Probability per unit length for some more interesting harmonic oscillator states.

Suppose we form the wavefunction for a superposition of all the normalizable states

\begin{aligned}u(x,t) = \sum_n A_n H_n(\xi) e^{-\xi^2/2} e^{-i E_n t/\hbar}\end{aligned} \hspace{\stretch{1}}(2.6)

Here it is assumed that the A_n coefficients yield unit probability

\begin{aligned}\int {\left\lvert{u(x,0)}\right\rvert}^2 dx = \sum_n {\left\lvert{A_n}\right\rvert}^2 = 1\end{aligned} \hspace{\stretch{1}}(2.7)

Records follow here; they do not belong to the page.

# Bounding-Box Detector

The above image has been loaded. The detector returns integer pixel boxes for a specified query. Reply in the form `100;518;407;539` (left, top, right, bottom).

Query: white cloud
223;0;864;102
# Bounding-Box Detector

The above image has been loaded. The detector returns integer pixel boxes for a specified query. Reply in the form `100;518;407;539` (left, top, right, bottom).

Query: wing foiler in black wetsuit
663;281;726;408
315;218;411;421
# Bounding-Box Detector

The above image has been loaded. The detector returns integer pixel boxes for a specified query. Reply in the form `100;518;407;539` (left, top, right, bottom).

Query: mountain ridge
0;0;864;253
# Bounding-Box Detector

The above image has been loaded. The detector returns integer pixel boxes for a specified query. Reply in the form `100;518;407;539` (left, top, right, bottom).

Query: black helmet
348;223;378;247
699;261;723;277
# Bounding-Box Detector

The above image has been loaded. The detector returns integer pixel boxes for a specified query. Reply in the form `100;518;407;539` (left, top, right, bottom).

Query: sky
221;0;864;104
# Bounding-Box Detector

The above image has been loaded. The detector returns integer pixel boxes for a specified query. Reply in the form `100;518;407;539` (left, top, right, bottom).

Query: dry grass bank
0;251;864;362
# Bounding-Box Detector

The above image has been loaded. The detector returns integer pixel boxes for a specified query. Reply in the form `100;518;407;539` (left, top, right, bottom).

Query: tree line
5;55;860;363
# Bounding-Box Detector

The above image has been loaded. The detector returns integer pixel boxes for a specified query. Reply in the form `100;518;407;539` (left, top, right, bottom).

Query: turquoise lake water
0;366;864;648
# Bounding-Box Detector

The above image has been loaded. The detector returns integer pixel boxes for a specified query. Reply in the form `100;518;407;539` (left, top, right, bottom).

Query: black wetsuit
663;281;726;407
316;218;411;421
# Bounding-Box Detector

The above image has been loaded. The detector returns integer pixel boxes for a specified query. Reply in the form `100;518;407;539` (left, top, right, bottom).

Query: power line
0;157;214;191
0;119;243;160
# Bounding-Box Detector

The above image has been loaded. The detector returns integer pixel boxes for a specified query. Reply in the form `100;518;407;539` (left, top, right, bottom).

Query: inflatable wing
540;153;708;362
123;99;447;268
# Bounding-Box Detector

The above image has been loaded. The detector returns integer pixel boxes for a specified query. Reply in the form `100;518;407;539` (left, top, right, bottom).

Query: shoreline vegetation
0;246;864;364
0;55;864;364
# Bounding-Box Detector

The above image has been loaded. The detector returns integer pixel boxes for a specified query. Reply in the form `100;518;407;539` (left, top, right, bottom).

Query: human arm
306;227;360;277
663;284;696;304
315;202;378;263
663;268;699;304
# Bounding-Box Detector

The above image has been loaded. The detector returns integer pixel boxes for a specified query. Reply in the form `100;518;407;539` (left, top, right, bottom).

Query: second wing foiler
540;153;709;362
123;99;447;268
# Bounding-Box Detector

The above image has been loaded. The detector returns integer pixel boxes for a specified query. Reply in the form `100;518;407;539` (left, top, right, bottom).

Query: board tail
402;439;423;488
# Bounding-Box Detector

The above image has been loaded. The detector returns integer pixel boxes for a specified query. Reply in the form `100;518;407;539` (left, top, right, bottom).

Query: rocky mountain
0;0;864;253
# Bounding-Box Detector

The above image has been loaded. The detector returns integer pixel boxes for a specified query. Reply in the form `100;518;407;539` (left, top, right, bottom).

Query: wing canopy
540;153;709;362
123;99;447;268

For the impure state of 2.6 we have for the probability density

\begin{aligned}{\left\lvert{u}\right\rvert}^2&=\sum_{m,n}A_n A_m^{*} H_n(\xi) H_m(\xi) e^{-\xi^2} e^{-i (E_n - E_m)t_0/\hbar} \\ &=\sum_n{\left\lvert{A_n}\right\rvert}^2 (H_n(\xi))^2 e^{-\xi^2}+\sum_{m \ne n}A_n A_m^{*} H_n(\xi) H_m(\xi) e^{-\xi^2} e^{-i (E_n - E_m)t_0/\hbar} \\ &=\sum_n{\left\lvert{A_n}\right\rvert}^2 (H_n(\xi))^2 e^{-\xi^2}+\sum_{m \ne n}A_n A_m^{*} H_n(\xi) H_m(\xi) e^{-\xi^2} e^{-i (E_n - E_m)t_0/\hbar} \\ &=\sum_n{\left\lvert{A_n}\right\rvert}^2 (H_n(\xi))^2 e^{-\xi^2}+\sum_{m < n}H_n(\xi) H_m(\xi)\left(A_n A_m^{*}e^{-\xi^2} e^{-i (E_n - E_m)t_0/\hbar}+A_m A_n^{*}e^{-\xi^2} e^{-i (E_m - E_n)t_0/\hbar}\right) \\ &=\sum_n{\left\lvert{A_n}\right\rvert}^2 (H_n(\xi))^2 e^{-\xi^2}+2 \sum_{m < n}H_n(\xi) H_m(\xi)e^{-\xi^2}\Re \left(A_n A_m^{*}e^{-i (E_n - E_m)t_0/\hbar}\right) \\ &=\sum_n{\left\lvert{A_n}\right\rvert}^2 (H_n(\xi))^2 e^{-\xi^2}  \\ &\quad+2 \sum_{m < n}H_n(\xi) H_m(\xi)e^{-\xi^2}\left(\Re ( A_n A_m^{*} ) \cos( (n - m)\omega t_0)+\Im ( A_n A_m^{*} ) \sin( (n - m)\omega t_0)\right) \\ \end{aligned}

Evaluation at the point x = 0, we have

\begin{aligned}{\left\lvert{u(0,t_0)}\right\rvert}^2=\sum_n{\left\lvert{A_n}\right\rvert}^2 (H_n(0))^2 +2 \sum_{m < n} H_n(0) H_m(0) \left( \Re ( A_n A_m^{*} ) \cos( (n - m)\omega t_0) +\Im ( A_n A_m^{*} ) \sin( (n - m)\omega t_0)\right)\end{aligned} \hspace{\stretch{1}}(2.8)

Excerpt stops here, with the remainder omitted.